McKinney B A, Crowe J E, Voss H U, Crooke P S, Barney N, Moore J H
Department of Pediatrics, Vanderbilt University Medical Center, Nashville, Tennessee 37232, USA.
Phys Rev E Stat Nonlin Soft Matter Phys. 2006 Feb;73(2 Pt 1):021912. doi: 10.1103/PhysRevE.73.021912. Epub 2006 Feb 22.

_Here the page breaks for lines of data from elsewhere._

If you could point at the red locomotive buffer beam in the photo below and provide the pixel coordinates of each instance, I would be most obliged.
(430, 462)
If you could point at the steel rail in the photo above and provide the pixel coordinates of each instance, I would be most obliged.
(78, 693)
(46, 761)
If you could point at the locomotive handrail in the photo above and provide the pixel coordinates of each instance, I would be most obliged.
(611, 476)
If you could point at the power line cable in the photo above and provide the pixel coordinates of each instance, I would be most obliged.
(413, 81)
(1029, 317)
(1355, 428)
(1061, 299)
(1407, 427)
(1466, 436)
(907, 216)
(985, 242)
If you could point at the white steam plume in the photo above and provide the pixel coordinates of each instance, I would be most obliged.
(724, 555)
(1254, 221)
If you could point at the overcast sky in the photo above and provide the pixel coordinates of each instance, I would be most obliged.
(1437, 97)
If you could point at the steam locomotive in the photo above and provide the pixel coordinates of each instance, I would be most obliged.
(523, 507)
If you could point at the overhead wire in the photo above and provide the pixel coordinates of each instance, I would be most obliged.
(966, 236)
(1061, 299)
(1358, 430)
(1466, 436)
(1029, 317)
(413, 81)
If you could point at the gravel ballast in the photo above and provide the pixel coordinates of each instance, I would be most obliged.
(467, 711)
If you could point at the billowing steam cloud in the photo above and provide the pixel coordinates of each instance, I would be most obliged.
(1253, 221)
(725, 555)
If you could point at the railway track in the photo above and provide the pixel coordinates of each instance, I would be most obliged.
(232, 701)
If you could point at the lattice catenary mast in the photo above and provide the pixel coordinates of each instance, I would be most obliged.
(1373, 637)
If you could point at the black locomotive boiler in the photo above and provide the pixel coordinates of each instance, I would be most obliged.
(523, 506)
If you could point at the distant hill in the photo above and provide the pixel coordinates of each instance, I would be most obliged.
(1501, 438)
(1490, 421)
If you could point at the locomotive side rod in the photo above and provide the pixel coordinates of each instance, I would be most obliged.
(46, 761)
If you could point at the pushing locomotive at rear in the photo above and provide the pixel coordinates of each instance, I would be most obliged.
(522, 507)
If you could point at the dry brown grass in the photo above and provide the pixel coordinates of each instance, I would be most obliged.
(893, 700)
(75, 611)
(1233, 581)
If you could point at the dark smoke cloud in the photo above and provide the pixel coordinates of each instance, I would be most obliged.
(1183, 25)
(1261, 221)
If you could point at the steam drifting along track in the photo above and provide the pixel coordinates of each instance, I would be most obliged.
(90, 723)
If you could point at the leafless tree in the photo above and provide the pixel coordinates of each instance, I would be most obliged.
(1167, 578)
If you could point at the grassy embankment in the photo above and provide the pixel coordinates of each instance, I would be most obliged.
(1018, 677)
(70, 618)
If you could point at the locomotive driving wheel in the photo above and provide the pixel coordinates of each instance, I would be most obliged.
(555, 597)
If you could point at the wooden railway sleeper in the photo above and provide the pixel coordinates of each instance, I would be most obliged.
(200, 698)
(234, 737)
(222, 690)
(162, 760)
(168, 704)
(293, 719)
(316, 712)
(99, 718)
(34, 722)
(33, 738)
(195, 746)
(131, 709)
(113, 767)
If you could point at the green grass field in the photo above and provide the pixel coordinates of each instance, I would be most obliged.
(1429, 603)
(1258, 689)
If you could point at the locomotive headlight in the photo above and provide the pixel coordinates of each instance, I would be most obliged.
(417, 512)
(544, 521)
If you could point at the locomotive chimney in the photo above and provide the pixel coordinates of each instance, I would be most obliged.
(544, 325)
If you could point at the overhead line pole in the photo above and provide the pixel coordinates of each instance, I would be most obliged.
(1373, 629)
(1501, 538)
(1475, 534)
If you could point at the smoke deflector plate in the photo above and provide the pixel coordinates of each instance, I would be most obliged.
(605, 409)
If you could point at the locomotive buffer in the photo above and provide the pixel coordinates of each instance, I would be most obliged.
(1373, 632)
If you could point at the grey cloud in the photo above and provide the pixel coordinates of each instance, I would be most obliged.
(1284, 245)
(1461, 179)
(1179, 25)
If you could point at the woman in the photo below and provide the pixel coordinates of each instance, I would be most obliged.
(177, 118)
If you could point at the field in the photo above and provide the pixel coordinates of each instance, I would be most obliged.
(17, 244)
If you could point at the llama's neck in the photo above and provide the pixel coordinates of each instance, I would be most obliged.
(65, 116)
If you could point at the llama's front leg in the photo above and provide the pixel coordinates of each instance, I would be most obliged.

We introduce a grammar-based hybrid approach to reverse engineering nonlinear ordinary differential equation models from observed time series. This hybrid approach combines a genetic algorithm to search the space of model architectures with a Kalman filter to estimate the model parameters. Domain-specific knowledge is used in a context-free grammar to restrict the search space for the functional form of the target model. We find that the hybrid approach outperforms a pure evolutionary algorithm method, and we observe features in the evolution of the dynamical models that correspond with the emergence of favorable model components. We apply the hybrid method to both artificially generated time series and experimentally observed protein levels from subjects who received the smallpox vaccine. From the observed data, we infer a cytokine protein interaction network for an individual's response to the smallpox vaccine.
我们引入了一种基于语法的混合方法,用于从观测到的时间序列中逆向工程非线性常微分方程模型。这种混合方法将用于搜索模型架构空间的遗传算法与用于估计模型参数的卡尔曼滤波器相结合。领域特定知识被用于上下文无关语法中,以限制目标模型函数形式的搜索空间。我们发现这种混合方法优于纯进化算法方法,并且我们观察到动态模型演化中的特征与有利模型组件的出现相对应。我们将这种混合方法应用于人工生成的时间序列以及接种天花疫苗受试者的实验观测蛋白质水平。从观测数据中,我们推断出个体对天花疫苗反应的细胞因子蛋白质相互作用网络。